In the early days of radio, the corporate sponsor was closely affiliated with the program, such as the “General Motors Symphony”, “Ford Sunday Evening Hour”, “Chesterfield Hour”, and the “Heinz Hall of Fame”. Many early television programs followed the same model, which carries forward to today in the form of the “Hallmark Hall of Fame” (which happened to air a program last night). And now that content producers and broadcasters are searching for effective ways to fund programming on the Web, it may be that we’ll see a return to this sort of “branded” show.
NBC Universal issued a press release last week announcing a new production unit that will partner with ad agency Omnicom to “develop and produce brand-centric, quality digital content experiences” that will be distributed on NBC Universal’s various Web sites. Two projects are already underway, with “Gemini Division” slated to premiere this summer, and “Woke Up Dead”. The company plans to have client products “organically integrated” into the program content.
Paid product placement is nothing new, either in broadcast television or even the movies.
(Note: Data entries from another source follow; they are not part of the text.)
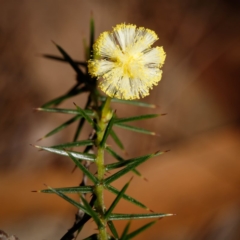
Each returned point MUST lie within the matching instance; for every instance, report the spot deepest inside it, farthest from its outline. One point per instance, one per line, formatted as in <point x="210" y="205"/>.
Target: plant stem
<point x="106" y="115"/>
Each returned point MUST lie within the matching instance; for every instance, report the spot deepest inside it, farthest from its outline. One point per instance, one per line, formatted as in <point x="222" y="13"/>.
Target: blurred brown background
<point x="198" y="179"/>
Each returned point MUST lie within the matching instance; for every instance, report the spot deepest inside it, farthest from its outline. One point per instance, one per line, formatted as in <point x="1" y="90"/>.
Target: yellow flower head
<point x="125" y="62"/>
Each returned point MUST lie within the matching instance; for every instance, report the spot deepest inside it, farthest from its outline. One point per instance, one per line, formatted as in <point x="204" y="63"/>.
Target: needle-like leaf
<point x="126" y="197"/>
<point x="81" y="156"/>
<point x="78" y="189"/>
<point x="68" y="199"/>
<point x="92" y="237"/>
<point x="74" y="144"/>
<point x="121" y="216"/>
<point x="116" y="139"/>
<point x="53" y="57"/>
<point x="136" y="118"/>
<point x="66" y="111"/>
<point x="120" y="159"/>
<point x="107" y="131"/>
<point x="125" y="231"/>
<point x="116" y="200"/>
<point x="113" y="229"/>
<point x="88" y="119"/>
<point x="129" y="167"/>
<point x="92" y="213"/>
<point x="84" y="169"/>
<point x="135" y="129"/>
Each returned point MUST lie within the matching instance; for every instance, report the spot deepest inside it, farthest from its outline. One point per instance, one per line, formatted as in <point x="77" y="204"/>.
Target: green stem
<point x="106" y="115"/>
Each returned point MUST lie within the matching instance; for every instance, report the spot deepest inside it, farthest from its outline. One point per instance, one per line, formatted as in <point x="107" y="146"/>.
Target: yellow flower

It is a little unusual to have an ad agency so closely tied to the creative development part of the process. The fact remains that it’s an expensive proposition to produce quality programming, whether it is to be distributed over the broadcast networks, through cinemas, on DVDs, or over the Internet. If the Web can deliver enough viewers of the desired demographics to these new programs, sponsors may be willing to foot the bill.